No te lo he contado, pero ayer hablé con la directora de la residencia. Han sido muchos los que han sido vencidos por la enfermedad y no van a estar hoy con nosotros. Va a faltar Antonio, ese de las manos huesudas y retorcidas que hablaba tan poco; y Felisa, la que siempre te daba algún premio pensando que yo no la veía; y doña Teresa, la que más arreglada iba de todos, queriendo quizá demostrar que mantenía el mismo estilo que en su lejana juventud; y Carmen, la que coqueteaba divertida con Luis, el cual por lo visto fue irse ella y tardar poco en acompañarla él; y Fulgencio, el que te contaba historias de sus tiempos en el pueblo y de cómo pasó la guerra… ¡La guerra! Toda una generación que la sobrevivió y a quienes esto ya les ha pillado mayores. Los que faltan han muerto por la enfermedad, eso está claro y maldito sea el virus, pero yo creo que también por soledad. Un simple virus es el que los ha mantenido aislados, el que ha impedido que tú y yo, por ejemplo, hayamos podido seguir viniendo a verlos, a acompañarlos, a darles cariño y a hacer un poco mejor sus monótonos días encerrados entre las cuatro paredes y el pequeño jardín del centro.
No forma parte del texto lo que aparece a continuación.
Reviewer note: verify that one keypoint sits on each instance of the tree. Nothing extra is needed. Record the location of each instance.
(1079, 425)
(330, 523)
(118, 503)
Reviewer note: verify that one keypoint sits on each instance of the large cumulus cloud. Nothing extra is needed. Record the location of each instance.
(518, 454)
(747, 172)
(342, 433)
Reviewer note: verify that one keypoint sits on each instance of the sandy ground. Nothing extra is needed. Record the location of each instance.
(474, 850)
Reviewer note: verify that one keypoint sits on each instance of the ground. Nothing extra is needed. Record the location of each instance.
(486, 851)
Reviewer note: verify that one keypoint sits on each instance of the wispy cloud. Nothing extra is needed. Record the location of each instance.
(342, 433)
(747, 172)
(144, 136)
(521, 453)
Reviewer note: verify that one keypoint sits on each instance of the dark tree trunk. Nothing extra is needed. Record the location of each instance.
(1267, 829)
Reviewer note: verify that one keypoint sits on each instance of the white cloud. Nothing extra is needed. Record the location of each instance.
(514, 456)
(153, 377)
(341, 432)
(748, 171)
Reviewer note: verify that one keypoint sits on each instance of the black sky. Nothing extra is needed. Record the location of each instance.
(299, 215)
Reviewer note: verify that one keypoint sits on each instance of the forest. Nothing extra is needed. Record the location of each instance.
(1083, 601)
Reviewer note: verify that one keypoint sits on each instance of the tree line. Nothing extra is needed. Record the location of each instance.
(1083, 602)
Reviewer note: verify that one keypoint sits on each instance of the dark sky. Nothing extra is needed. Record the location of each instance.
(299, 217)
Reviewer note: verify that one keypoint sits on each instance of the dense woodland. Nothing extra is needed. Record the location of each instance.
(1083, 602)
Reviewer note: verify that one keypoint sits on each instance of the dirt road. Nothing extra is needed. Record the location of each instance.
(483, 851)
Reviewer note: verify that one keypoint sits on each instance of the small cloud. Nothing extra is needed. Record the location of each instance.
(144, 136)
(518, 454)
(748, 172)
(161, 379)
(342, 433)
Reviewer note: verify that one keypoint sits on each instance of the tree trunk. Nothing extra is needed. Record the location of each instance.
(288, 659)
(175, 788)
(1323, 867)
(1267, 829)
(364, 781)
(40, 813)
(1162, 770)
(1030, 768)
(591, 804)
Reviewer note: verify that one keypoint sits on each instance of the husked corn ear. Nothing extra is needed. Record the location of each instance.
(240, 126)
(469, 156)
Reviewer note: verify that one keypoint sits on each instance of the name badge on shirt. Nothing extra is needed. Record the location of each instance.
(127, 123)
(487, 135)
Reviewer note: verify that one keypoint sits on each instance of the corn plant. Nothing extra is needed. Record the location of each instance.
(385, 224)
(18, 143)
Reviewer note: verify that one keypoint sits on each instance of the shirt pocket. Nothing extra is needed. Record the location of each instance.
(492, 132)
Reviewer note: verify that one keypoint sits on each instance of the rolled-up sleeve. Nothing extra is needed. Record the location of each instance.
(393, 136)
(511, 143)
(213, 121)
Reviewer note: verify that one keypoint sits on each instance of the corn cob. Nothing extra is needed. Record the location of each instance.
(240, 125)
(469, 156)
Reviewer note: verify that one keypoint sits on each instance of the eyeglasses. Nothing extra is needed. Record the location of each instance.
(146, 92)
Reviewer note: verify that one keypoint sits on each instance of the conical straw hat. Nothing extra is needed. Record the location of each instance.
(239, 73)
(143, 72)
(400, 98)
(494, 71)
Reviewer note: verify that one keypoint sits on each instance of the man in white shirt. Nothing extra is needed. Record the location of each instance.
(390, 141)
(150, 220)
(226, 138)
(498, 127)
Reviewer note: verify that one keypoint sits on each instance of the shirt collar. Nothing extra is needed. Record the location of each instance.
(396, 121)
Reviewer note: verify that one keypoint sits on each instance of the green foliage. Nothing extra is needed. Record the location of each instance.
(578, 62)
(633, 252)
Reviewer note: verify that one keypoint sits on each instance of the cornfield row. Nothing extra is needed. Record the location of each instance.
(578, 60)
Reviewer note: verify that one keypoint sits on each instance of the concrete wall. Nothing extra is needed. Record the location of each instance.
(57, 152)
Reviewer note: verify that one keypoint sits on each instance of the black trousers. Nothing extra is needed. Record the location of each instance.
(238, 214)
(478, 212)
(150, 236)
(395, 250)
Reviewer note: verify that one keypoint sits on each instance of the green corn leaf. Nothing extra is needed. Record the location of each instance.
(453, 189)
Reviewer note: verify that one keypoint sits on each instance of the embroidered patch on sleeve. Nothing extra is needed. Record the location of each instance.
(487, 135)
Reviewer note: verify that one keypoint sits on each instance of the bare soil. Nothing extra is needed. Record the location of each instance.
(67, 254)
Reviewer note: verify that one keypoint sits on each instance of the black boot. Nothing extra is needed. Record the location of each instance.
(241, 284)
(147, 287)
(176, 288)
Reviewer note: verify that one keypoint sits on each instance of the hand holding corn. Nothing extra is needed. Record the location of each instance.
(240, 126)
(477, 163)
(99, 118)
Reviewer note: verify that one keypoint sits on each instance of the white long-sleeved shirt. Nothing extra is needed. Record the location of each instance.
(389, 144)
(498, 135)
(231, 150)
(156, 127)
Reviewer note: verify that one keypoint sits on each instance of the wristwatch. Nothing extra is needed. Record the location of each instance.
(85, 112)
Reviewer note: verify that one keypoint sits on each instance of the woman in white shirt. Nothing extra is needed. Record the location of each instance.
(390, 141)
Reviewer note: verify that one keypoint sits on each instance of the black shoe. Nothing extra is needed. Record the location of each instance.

Sé que vas a echar de menos a los ausentes, que los vas a buscar nervioso hasta que entiendas que ya no los vamos a volver a ver; pero están los demás: está César, esperando que te sientes a los pies de su cama y escuches su cascada voz con lo que te quiera contar hoy; está Elvira, quien seguro se sigue poniendo nerviosa cuando te acerques a ella, porque todavía te tiene algo de miedo, pero estará deseando que lo hagas y así lo demostrará su sonrisa; está Manolo, pendiente para que le acompañes en su paseo alrededor del jardín y esperes paciente cuando se detenga a recuperar la respiración, porque por lo visto es de los pocos que ha superado la enfermedad aunque eso le ha mermado bastante la capacidad pulmonar.
Por fin te abro la puerta del coche y efectivamente sales disparado, dejándome atrás. Yo creo que tienes todavía más ganas que yo de volverlos a ver. Como tienes que esperar a que nos abran la puerta de acceso, entramos juntos, y eso me permite disfrutar del momento. Entras como una exhalación, pasas por delante de la directora sin hacerle mucho caso, sabiendo que no es ella quien más te necesita, y vas directo al salón donde tu aparición es una fiesta. Cuando te ven, aprecio sonrisas que borran el cansancio acumulado, ojos vivos y brillantes que destierran tantas lágrimas derramadas en soledad, rostros felices después de tantos meses expresando miedo e incertidumbre. Consigues, solo con tu presencia, que la vida vuelva donde ha habido tanta muerte. Pero lo que más me impresiona no es eso; lo que más me impresiona es que no tienen miedo a tocarte, están deseando acariciarte y sentir en sus viejas manos la suavidad de tu pelo, sentir en sus arrugados rostros el calor de tus lametones. Después de tanto tiempo solos, y de la angustiosa falta de contacto físico que todavía se impone entre nosotros, los humanos, saben que tú, mi querido Sam, les puedes dar todo eso sin hacerles sentir miedo.
Hoy, el primer día que hemos podido salir a la calle, no hemos dudado en venir aquí, y me alegro por ello, porque me has permitido entender con toda su intensidad lo que significa la palabra reencuentro.
Relato ganador del concurso de relatos "el reencuentro", organizado por GEPAC (grupo español de pacientes con cáncer), fallado en el Ateneo de Madrid, Mayo de 2022.